Evolution & trajectory

How they've shifted over time

Early focus
Lignocellulosic biorefinery bioprocessing
Recent focus
Plant cell biotech for cosmetics

Arterra's earliest H2020 engagement (Zelcor, 2016–2021) placed them inside a broad biorefinery consortium, contributing to the challenge of converting lignocellulosic waste — lignin-rich agricultural residues — into usable chemical outputs; the keywords from that period are sparse, suggesting a supporting rather than defining role. By their second project (InnCoCells, 2021–2025) the picture is far more specific: aeroponics, bioreactors, plant cell lines, secondary metabolites, and cosmetics point to a company that has crystallised its identity around controlled plant cultivation for premium ingredient production. The trajectory is a narrowing from general biomass bioprocessing toward a defensible niche — plant cell biotech for high-value, non-food applications — which is consistent with how successful biotech SMEs typically mature.
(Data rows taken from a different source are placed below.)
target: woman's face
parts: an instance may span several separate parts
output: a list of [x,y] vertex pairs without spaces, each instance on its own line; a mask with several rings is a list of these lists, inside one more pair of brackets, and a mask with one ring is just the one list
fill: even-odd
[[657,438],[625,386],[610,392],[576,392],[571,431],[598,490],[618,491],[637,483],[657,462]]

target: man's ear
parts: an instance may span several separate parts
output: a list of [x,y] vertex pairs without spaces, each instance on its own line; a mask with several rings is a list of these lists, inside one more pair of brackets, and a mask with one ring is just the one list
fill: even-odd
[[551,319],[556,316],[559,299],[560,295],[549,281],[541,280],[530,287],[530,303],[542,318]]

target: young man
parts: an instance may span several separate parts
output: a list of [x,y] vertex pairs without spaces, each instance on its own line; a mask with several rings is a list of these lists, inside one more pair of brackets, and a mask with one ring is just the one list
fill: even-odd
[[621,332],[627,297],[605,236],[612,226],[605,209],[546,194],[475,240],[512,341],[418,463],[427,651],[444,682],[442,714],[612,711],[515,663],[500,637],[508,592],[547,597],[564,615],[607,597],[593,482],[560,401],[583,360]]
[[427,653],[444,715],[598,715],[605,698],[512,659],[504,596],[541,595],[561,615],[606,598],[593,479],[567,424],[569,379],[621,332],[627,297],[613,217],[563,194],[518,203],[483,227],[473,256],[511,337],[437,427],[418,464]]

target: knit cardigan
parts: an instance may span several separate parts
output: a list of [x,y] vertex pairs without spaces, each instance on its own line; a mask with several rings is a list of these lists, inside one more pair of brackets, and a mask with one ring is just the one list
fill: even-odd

Arterra is moving deliberately toward high-margin plant-derived ingredients for the cosmetics and personal care industry, and future collaborators should expect their strongest contribution to be in controlled plant cell cultivation, metabolite characterisation, and the bioprocessing steps that connect lab-scale plant science to industrial supply chains.

Collaboration profile

How they like to work

Role: specialist_contributorReach: European13 countries collaborated

Arterra has operated exclusively as a consortium participant across both projects — they have not coordinated any H2020 project — which suggests they prefer to bring specialist biotechnology expertise into larger, multi-partner consortia rather than managing project administration and consortium governance. With 39 unique partners across 13 countries from just two projects, they clearly operate inside broad European coalitions rather than tight bilateral arrangements, indicating comfort working in complex multi-stakeholder environments. For a future partner, this means Arterra is likely a reliable specialist contributor who knows how to function within consortium rules, but may not yet have the organisational infrastructure or appetite to lead a project.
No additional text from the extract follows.